Possiamo fare a meno della costante cosmologica? (Dopotutto, lo stesso Einstein la definì il suo “più grande abbaglio” e per quasi ottant’anni nessuno davvero ha pensato che il suo valore fosse diverso da zero). Sfortunatamente, sembra proprio di no. Per esempio, sappiamo che l’universo ha una geometria piatta, un fatto scoperto per la prima volta nel 2000 dagli esperimenti BOOMERANG e MAXIMA, che hanno misurato l’anisotropia della radiazione cosmica di fondo. Questo fatto è stato poi confermato con maggiore precisione dal satellite WMAP nel 2003. Il fatto che l’universo è piatto implica che la sua densità complessiva è molto vicina a un certo valore critico (dal momento che la teoria della relatività generale di Einstein lega il contenuto di materia ed energia dell’universo alla sua geometria). Ma semplicemente non sembra esserci abbastanza materia nell’universo (anche assumendo l’esistenza di una forma ignota di materia oscura) da renderlo piatto. L’energia del vuoto sembra fornire esattamente la densità che manca per raggiungere il valore critico necessario. Un’altra ragione per cui i cosmologi hanno salutato con soddisfazione il riapparire della costante cosmologica è che essa aiuta a risolvere un problema con l’età dell’universo. Se la costante cosmologica fosse nulla, i modelli cosmologici darebbero un universo leggermente più giovane delle più vecchie stelle osservate!
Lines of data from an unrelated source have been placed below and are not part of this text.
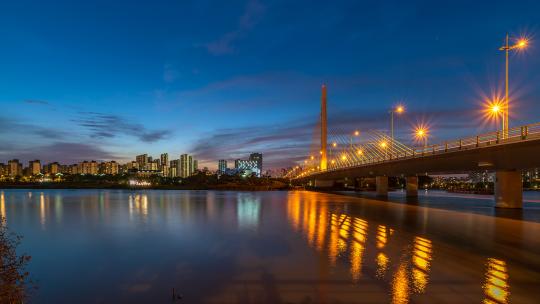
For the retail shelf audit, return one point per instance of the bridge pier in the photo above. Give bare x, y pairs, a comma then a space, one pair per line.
411, 186
318, 183
381, 184
508, 189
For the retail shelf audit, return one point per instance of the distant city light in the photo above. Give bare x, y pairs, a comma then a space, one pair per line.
138, 183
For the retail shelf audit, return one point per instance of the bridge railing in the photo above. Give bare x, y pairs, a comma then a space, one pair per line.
474, 142
483, 140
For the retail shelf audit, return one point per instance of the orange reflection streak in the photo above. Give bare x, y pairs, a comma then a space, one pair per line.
344, 233
382, 264
305, 217
382, 259
357, 248
334, 236
400, 286
381, 237
2, 205
422, 255
295, 213
321, 231
42, 209
496, 288
312, 219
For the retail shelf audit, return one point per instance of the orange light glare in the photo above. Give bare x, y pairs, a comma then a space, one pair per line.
522, 43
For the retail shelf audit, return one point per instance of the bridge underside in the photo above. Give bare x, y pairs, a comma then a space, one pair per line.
506, 160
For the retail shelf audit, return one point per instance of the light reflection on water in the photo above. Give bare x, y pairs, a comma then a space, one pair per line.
496, 285
213, 245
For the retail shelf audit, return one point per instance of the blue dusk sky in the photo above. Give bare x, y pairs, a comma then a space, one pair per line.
82, 80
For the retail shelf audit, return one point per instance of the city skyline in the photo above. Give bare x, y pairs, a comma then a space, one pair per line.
77, 89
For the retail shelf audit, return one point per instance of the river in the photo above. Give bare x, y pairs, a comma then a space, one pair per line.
112, 246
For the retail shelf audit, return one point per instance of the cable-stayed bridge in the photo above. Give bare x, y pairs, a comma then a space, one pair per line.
347, 159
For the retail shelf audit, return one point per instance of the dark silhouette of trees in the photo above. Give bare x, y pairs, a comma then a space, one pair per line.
14, 279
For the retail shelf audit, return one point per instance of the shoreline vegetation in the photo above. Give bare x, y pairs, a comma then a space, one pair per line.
196, 182
15, 281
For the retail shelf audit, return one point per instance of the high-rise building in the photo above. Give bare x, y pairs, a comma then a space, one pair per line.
142, 160
164, 158
186, 165
222, 166
34, 167
257, 157
88, 167
52, 168
165, 170
174, 168
248, 168
110, 168
14, 168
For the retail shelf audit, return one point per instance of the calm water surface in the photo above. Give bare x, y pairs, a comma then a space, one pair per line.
98, 246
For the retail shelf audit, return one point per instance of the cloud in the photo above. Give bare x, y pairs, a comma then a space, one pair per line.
36, 102
63, 152
224, 45
108, 126
11, 127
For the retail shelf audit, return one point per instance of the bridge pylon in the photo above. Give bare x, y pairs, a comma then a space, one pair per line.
324, 160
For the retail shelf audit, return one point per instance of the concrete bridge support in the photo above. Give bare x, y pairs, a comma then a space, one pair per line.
411, 186
323, 183
508, 189
381, 183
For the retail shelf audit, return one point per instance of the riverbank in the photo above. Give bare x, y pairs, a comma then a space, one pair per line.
227, 187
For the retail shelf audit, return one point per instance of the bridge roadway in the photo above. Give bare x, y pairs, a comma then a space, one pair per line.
520, 149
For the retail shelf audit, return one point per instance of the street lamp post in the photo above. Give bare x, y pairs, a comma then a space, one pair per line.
521, 44
399, 109
356, 133
422, 134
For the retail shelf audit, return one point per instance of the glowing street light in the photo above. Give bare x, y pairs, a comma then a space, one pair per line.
521, 44
421, 133
399, 109
356, 133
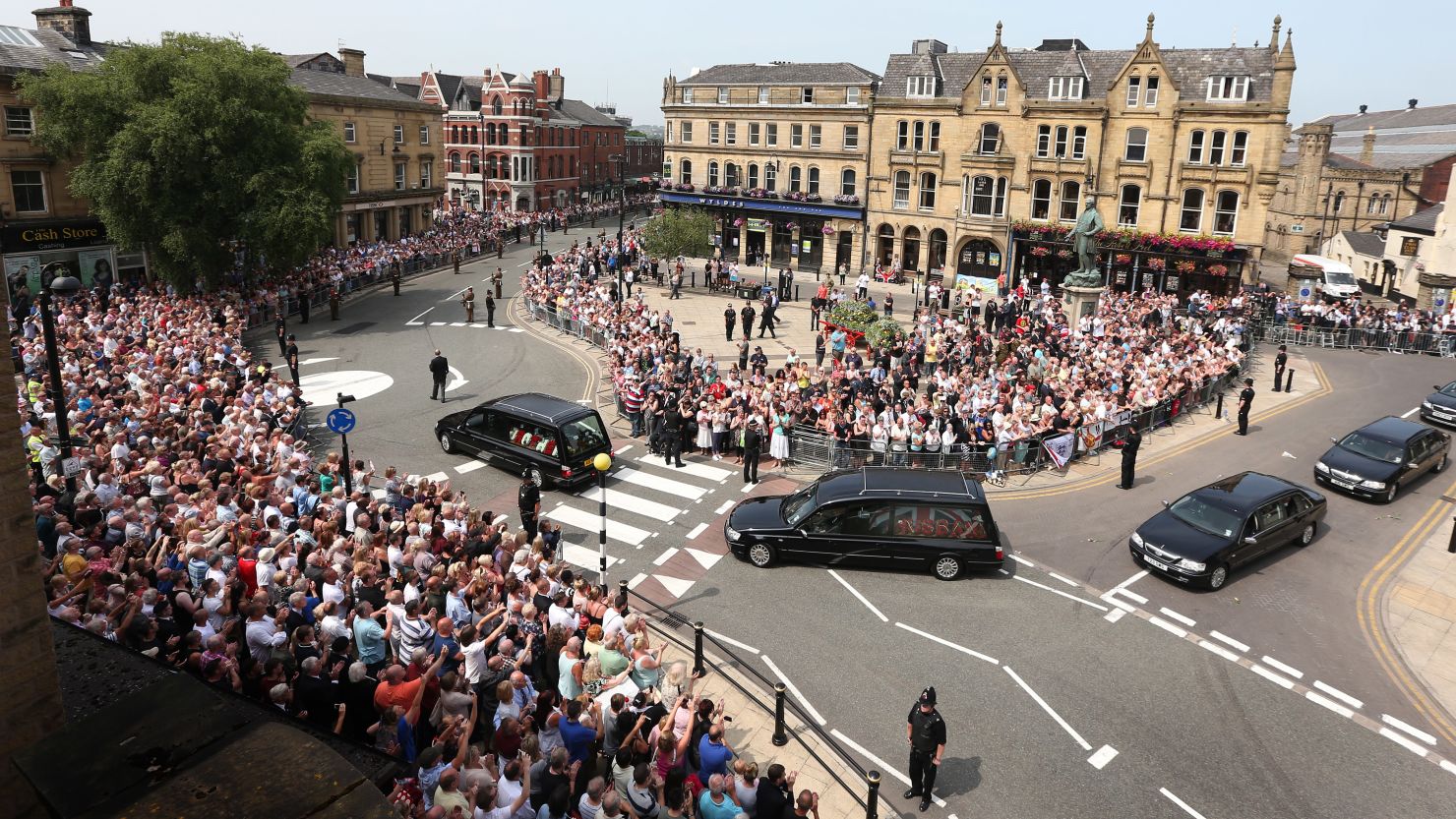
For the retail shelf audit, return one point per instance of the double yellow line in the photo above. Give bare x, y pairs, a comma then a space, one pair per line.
1367, 609
1185, 446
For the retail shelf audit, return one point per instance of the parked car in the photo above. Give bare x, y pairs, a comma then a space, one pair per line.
1383, 455
1210, 531
1440, 406
876, 516
551, 439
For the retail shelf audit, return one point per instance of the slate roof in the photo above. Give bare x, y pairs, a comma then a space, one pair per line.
781, 75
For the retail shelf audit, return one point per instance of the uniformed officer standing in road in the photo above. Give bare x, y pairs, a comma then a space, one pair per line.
1245, 403
927, 734
1131, 439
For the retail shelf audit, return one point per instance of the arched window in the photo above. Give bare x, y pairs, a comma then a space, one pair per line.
1041, 200
1225, 212
1191, 215
1070, 193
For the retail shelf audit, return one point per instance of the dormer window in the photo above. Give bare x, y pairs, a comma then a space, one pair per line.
1229, 88
921, 87
1064, 88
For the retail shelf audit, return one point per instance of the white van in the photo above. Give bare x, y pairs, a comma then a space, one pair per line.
1335, 278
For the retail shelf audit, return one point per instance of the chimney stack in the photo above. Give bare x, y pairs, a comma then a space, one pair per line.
67, 21
352, 61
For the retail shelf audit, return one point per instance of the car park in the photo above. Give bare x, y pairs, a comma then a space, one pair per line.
874, 516
1209, 533
549, 439
1382, 457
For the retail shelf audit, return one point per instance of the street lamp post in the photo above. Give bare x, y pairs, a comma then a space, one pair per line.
61, 284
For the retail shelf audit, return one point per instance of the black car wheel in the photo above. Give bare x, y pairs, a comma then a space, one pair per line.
760, 555
1219, 578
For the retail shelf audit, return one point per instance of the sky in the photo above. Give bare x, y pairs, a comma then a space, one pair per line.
621, 53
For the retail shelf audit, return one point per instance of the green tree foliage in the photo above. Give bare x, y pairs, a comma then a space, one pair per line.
685, 231
191, 143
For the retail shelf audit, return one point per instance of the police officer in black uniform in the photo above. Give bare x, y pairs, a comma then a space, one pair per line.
528, 500
927, 734
1245, 403
1131, 439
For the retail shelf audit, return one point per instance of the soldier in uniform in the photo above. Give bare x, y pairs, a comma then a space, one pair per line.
1245, 403
927, 736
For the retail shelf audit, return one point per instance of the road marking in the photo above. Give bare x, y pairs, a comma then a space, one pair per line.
1219, 651
1168, 627
854, 591
880, 763
1288, 670
1046, 707
630, 502
1329, 704
1408, 730
1229, 640
1061, 592
1270, 675
946, 643
1180, 803
1179, 617
794, 690
1338, 694
1103, 757
730, 640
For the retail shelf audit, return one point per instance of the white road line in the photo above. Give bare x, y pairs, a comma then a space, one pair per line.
1103, 757
946, 643
1271, 676
1182, 803
1179, 617
1338, 694
1329, 704
730, 640
854, 591
1061, 592
879, 763
1168, 627
1229, 640
1046, 707
1408, 730
1288, 670
1219, 651
795, 691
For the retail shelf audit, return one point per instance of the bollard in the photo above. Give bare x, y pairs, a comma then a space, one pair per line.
698, 648
781, 734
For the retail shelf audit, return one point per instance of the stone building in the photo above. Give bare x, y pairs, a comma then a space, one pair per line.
778, 154
1353, 172
980, 160
394, 140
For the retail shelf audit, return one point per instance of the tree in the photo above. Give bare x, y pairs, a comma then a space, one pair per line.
679, 231
190, 145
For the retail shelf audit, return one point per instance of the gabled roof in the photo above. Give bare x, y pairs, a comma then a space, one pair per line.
781, 75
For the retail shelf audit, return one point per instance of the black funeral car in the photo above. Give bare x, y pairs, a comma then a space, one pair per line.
873, 516
1210, 531
1383, 455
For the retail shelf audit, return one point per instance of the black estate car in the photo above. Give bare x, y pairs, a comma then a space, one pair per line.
1440, 406
1377, 458
876, 516
1210, 531
552, 439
Quindi, esistono diverse evidenze indipendenti e convergenti che portano a supporre che il valore della costante cosmologica debba essere diverso da zero. Ma a causa dei problemi concettuali legati a questo fatto, i fisici teorici stanno provando a escogitare idee alternative per interpretare le osservazioni cosmologiche. Ce ne sono così tante che non proverò a riassumerle tutte qui, ma fondamentalmente possono classificarsi in due tipi: o la teoria che descrive la gravitazione su scale fisiche molto grandi deve essere modificata, oppure deve esistere nell’universo una qualche componente sconosciuta con caratteristiche molto simili alla costante cosmologica. L’ultima alternativa include una classe molto vasta di modelli, che rientrano nella categoria della cosiddetta “energia oscura”: una componente che, a parte la gravità, non avrebbe nessun’altra interazione fisica con il resto della materia (o, se ce l’ha, è estremamente debole). Questa componente dovrebbe inoltre essere diffusa quasi uniformemente in tutto l’universo, così da non creare nessun “coagulo” che possa essere osservato direttamente. Molta parte della ricerca cosmologica odierna si concentra proprio sul tentativo di chiarire meglio la natura di questa energia oscura. Al momento, tuttavia, non c’è alcuna osservazione che indichi chiaramente che dovremmo abbandonare la “vecchia” costante cosmologica in favore di qualche modello più sofisticato. Quando, nel prossimo futuro, avremo dati migliori, saremo probabilmente in grado di capire più chiaramente cosa sta succedendo. Tuttavia, è anche possibile che il progresso verrà dal lato teorico: forse il problema della costante cosmologica sarà risolto quando raggiungeremo una comprensione migliore dell’unificazione delle interazioni fondamentali.

2 aprile 2007

Pesce d'arXiv

Quest'anno i cosmologi buontemponi si sono fatti prendere la mano. Non uno, non due, ma ben tre articoli folli su arXiv in occasione del primo aprile. Inizia Jordi Miralda-Escudé che ci illustra il suo modello di universo a forma di imbuto che risolve il problema della costante cosmologica e una serie di altre imbarazzanti coincidenze; continuano Douglas Scott e Ari Forlop (che, chissà come mai, ha un nome che sembra l'anagramma di April Fool, pesce d'aprile in inglese), che rilanciano, proponendo l'esistenza di altre componenti dell'universo oltre alla materia oscura e all'energia oscura; terminano Ria Follop (parente di Ali Forlop?), Anais Rassat, Asantha Cooray, Filipe B. Abdalla che ci spiegano la vera origine delle anisotropie della radiazione cosmica di fondo.